The artwork is a ‘place’, with laws, rituals, and incidents, where the infinitely small touch-point generates a different shape or energy. As soon as Cixous had consoled herself (and been carried-away, euphoric) with ‘leave’, ‘leave’ disappeared: “I don’t find the Leave, I look for it, only a minute ago I was safe, I had my certificate of eternity, now the cavity is digging itself out in front of me, I search, the fires of terror roar at my window ledge, damnable chaos of books papers notebooks ...”⁷

The Leave, the saving-grace, clearly spoke (and chastised her); and the friend returned from leave, and arrived at death – the arrival though is oneself as oneself (back at one’s life), once more.

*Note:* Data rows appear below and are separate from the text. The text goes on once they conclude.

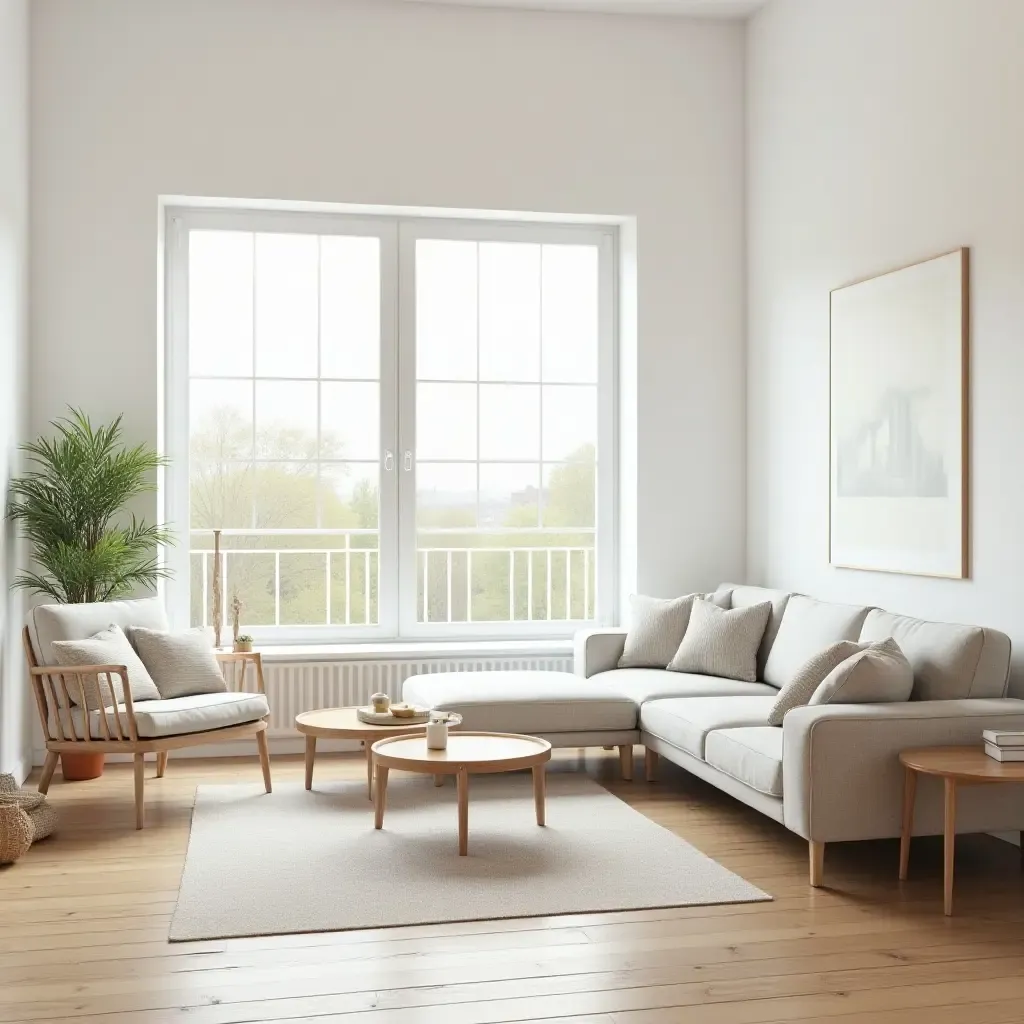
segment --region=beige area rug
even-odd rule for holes
[[[384,828],[366,785],[202,785],[172,942],[495,918],[751,903],[760,889],[586,775],[473,776],[469,856],[455,785],[392,773]]]

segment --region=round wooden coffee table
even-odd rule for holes
[[[459,856],[469,852],[469,776],[534,770],[534,806],[537,823],[544,824],[544,768],[551,760],[551,743],[537,736],[508,732],[458,732],[449,736],[447,748],[431,751],[425,736],[378,739],[372,748],[377,769],[374,827],[384,827],[388,770],[416,771],[441,778],[455,775],[459,791]]]
[[[295,716],[295,728],[306,737],[306,788],[313,786],[313,759],[316,757],[316,740],[358,739],[367,750],[367,797],[374,799],[374,762],[371,748],[382,736],[415,736],[422,734],[426,722],[402,725],[395,719],[394,725],[371,725],[360,722],[354,708],[324,708],[321,711],[306,711]]]
[[[899,877],[906,881],[910,866],[910,834],[918,775],[938,775],[945,787],[943,819],[942,889],[943,910],[953,912],[953,848],[956,838],[956,786],[987,785],[995,782],[1024,782],[1024,761],[996,761],[980,746],[925,746],[900,751],[903,780],[903,828],[899,843]]]

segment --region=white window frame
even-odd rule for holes
[[[164,519],[182,541],[166,549],[173,577],[165,594],[176,629],[189,624],[188,471],[188,232],[195,229],[281,231],[375,237],[381,252],[380,542],[378,623],[375,626],[248,627],[259,643],[339,643],[406,639],[554,639],[582,627],[612,625],[617,608],[617,227],[614,224],[510,222],[476,217],[329,213],[244,208],[168,206],[164,262]],[[590,244],[598,250],[598,438],[593,620],[498,623],[417,621],[416,553],[416,285],[419,239],[479,242]],[[412,468],[406,469],[406,454]],[[388,463],[386,463],[386,459]],[[387,465],[391,468],[386,468]],[[225,622],[226,627],[226,622]]]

And, there it is (one speculates), a remembrance of return/arrive, on the surface of the water; the message of particles, joining and unjoining; a translation of encounter (and encounter missed); however, it’s only what’s there, and what’s there was once elsewhere.

Images/scenes are for themselves, and to-be seen/read by other-than-themselves. Therefore, ‘for’ is the operative sense-bridge: she went for a walk. There are many ‘fors’ – for belonging, obtaining, adapting, allowing, and so on. These ‘fors’ stand alone, as independent words (tiny platforms) in a combination of words. Some ‘fors’ are prefixes, they can mean: away, off, extreme, wrong – like forbid, forasmuch, forbear, forborne. There is ‘fore’ too, like foreground, like forefinger, pointing; see that, over there; the finger that starts writing.

From the edge of a door comes a form that is not the edge of a door or the material of the edge of a door but the trace of a door’s edge. Objects haunt each other; hauntings invoke deviations that, like hauntings, are (or can be) invisible; they imperceptibly shift internal pressures: strength to weakness; young to old; ice to sea; they find infinities/affinities: “... let us perceive in them the ‘dis-quiet’ or non-rest ... which continues to disappropriate them from within and invert them, finding infinities within them. Concerning life, this is really its very essence where its ‘fluidity’ ... is found, which is, properly speaking, a non-essence ...”⁸
Writing is always contrary, on the move, escaping, and is ‘vital’, continuous; it slips away, silent, or goes over and over the same event, from this angle then that angle, trying to fathom what happened.

“... the voice begins again, it begins trying again, quick now before there is none left, no voice left, nothing left but the core of murmurs, distant cries, quick now and try again, with the words that remain, try what, I don’t know, I’ve forgotten, it doesn’t matter, I never knew, to have them carry me into my story, the words that remain, my old story, which I’ve forgotten, far from here, through the noise, through the door, into the silence ... perhaps it’s the door, perhaps I’m at the door, that would surprise me ... what door, what’s a door doing here ...”⁹

Notes

1.Walter Benjamin, “The Task of the Translator,” in Illuminations, trans. Harry Zohn (New York: Schocken Books, 1985), p. 69.
2.Ibid., p. 70.
3.See Maurice Blanchot, The Madness of the Day, trans. Lydia Davis (New York: Station Hill Press, 1981).
4.Hélène Cixous, “A Leave,” in Hyperdream, trans. Beverley Bie Brahic (Cambridge, UK: Polity Press, 2009), p. 151.
5.Ibid., p. 152.
6.Benjamin, Ibid., p. 80.
7.Cixous, Ibid., p. 154.
8.François Jullien, The Silent Transformations, trans. Krzysztof Fijalkowski & Michael Richardson (London: Seagull Books, 2011),p. 93.
9. Samuel Beckett, “The Unnameable”, in Molloy, Malone Dies, The Unnameable (London: Calder & Boyers, 1973), p. 417–418.